Benefit/risk balance of radiotherapy?	Oncological outcomes	EBRT	bNED: 63 to 96%
			OS: 77 to 92%
			Results are comparable between younger and elderly population.
		BT	5-y bNED: 79.4% to 91.3%
			OS: 79% to 97.8%
			bNED for elderly patients appears similar to that of younger patients.
			OS benefit is discordant especially in super-aged (>80 years).
		ADT	EBRT + ADT > ADT
			Use of ADT in combination with EBRT has to be carefully discussed in elderly patients with moderate or severe comorbidities or the super-aged.
	Toxicity	EBRT	No Grade 4 or 5 reported.
			Toxicities are comparable to younger patients.
			Age does not appear an independent factor.
		BT	Acute toxicities: similar to younger population
			Late toxicities: seem to increase with age (especially GU toxicity).
		QoL	Irradiation is well tolerated (QoL maintained in 75%).
			No predictive factor for QoL deterioration
Impact of comorbidities?	Elderly comorbidities can influence oncological outcomes (OS and CSS) and treatment tolerance (EBRT and/or ADT), with a decrease in specific mortality and an increase of overall mortality.
	While metabolic consequences are well established, cardiovascular and cognitive ADT toxicities remain under investigation.

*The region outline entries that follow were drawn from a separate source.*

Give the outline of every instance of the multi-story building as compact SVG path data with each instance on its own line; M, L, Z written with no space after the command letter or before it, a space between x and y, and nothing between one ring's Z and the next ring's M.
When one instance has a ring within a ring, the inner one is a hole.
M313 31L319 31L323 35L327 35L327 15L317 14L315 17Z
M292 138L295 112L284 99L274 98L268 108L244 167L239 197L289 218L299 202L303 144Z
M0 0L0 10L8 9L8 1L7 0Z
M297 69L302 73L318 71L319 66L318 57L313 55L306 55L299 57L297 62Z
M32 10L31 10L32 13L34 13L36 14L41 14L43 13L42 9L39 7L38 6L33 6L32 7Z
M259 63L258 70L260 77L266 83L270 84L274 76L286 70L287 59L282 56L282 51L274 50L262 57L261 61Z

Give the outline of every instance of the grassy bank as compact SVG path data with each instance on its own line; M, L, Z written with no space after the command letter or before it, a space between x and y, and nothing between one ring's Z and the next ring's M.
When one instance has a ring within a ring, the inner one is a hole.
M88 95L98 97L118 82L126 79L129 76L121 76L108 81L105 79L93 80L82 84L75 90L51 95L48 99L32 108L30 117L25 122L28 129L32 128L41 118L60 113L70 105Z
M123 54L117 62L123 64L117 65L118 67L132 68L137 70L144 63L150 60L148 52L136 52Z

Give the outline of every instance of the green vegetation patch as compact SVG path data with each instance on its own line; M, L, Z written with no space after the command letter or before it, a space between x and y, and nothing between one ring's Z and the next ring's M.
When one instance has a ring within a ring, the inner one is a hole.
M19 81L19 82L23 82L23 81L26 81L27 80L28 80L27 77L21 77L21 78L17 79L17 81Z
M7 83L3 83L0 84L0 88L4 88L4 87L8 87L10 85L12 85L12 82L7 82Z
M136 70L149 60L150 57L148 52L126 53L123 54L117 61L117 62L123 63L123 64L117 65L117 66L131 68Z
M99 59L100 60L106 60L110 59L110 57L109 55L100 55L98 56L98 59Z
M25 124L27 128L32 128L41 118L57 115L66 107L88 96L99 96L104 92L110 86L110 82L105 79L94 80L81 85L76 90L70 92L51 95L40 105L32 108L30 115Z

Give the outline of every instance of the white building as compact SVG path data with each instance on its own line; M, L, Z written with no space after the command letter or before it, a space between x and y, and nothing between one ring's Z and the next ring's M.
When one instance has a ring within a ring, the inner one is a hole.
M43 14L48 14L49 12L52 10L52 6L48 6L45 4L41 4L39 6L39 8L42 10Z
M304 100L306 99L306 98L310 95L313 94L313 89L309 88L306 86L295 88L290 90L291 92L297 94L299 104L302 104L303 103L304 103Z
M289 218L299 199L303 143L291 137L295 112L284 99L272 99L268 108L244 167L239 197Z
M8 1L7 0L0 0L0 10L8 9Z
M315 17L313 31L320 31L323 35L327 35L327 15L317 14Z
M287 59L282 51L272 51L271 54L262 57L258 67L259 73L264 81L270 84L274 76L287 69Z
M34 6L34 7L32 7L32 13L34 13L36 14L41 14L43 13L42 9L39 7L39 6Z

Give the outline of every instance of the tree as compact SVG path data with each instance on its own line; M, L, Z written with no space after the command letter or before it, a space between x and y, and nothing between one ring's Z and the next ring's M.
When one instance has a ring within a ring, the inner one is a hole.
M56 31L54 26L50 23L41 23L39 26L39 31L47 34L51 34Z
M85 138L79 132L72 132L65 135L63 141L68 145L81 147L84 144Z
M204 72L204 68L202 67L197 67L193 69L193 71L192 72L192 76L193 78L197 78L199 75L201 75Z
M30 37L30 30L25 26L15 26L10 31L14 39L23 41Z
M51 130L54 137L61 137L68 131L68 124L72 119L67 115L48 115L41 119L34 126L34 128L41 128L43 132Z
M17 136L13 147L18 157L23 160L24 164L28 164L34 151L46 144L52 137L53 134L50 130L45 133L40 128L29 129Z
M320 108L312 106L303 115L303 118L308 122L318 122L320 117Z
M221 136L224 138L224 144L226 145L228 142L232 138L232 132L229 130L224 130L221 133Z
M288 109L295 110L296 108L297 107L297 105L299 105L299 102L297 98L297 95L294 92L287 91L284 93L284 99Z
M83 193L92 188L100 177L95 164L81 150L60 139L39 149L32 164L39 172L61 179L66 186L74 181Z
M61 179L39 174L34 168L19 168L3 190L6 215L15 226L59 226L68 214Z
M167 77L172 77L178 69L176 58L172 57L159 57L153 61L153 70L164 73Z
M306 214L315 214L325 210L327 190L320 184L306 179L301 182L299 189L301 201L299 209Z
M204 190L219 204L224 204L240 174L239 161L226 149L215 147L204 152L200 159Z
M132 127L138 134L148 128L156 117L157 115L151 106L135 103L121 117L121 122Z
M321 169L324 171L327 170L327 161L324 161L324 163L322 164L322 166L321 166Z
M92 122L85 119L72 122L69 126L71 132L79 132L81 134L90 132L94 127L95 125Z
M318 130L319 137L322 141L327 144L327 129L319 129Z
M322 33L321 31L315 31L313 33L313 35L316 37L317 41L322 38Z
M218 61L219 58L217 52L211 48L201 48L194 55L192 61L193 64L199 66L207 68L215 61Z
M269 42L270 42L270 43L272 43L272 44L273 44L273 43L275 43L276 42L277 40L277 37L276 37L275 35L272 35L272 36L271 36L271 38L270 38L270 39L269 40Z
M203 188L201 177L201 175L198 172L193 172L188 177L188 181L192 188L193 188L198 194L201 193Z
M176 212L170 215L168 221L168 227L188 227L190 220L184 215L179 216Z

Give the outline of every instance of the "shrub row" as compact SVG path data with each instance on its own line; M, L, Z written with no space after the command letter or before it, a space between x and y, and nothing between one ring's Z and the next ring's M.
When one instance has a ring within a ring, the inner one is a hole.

PC: prostate cancer; CSS: cancer specific survival; OS: overall survival; bNED: biological non-evidence of disease; EBRT: external beam radiation therapy; BT: brachytherapy; ADT: androgen deprivation therapy; GU: genito-urinary; QoL: quality of life.

Conclusion

Elderly patients with localized PC with poor prognostic criteria (intermediate and high-risk) are fully eligible for radical treatment such as radiotherapy, which can be part of a multimodal treatment. Patients in good shape even benefit from optimal treatment with ADT and dose escalation by BT with acceptable tolerance. Age alone should not be a barrier to irradiation. It is obviously necessary to assess comorbidities and pre-treatment functional status, optimally with the help of careful oncogeriatric assessment, in order to judiciously identify patients with the greatest benefit at the lowest toxicity.

In the future, prospective data on older adults would help to guide our practices. We must keep in mind the best overall benefit for the patient and thus take into account his wishes and preferences.

Declaration of Competing Interest

The authors declare that they have no known competing financial interests or personal relationships that could have appeared to influence the work reported in this paper.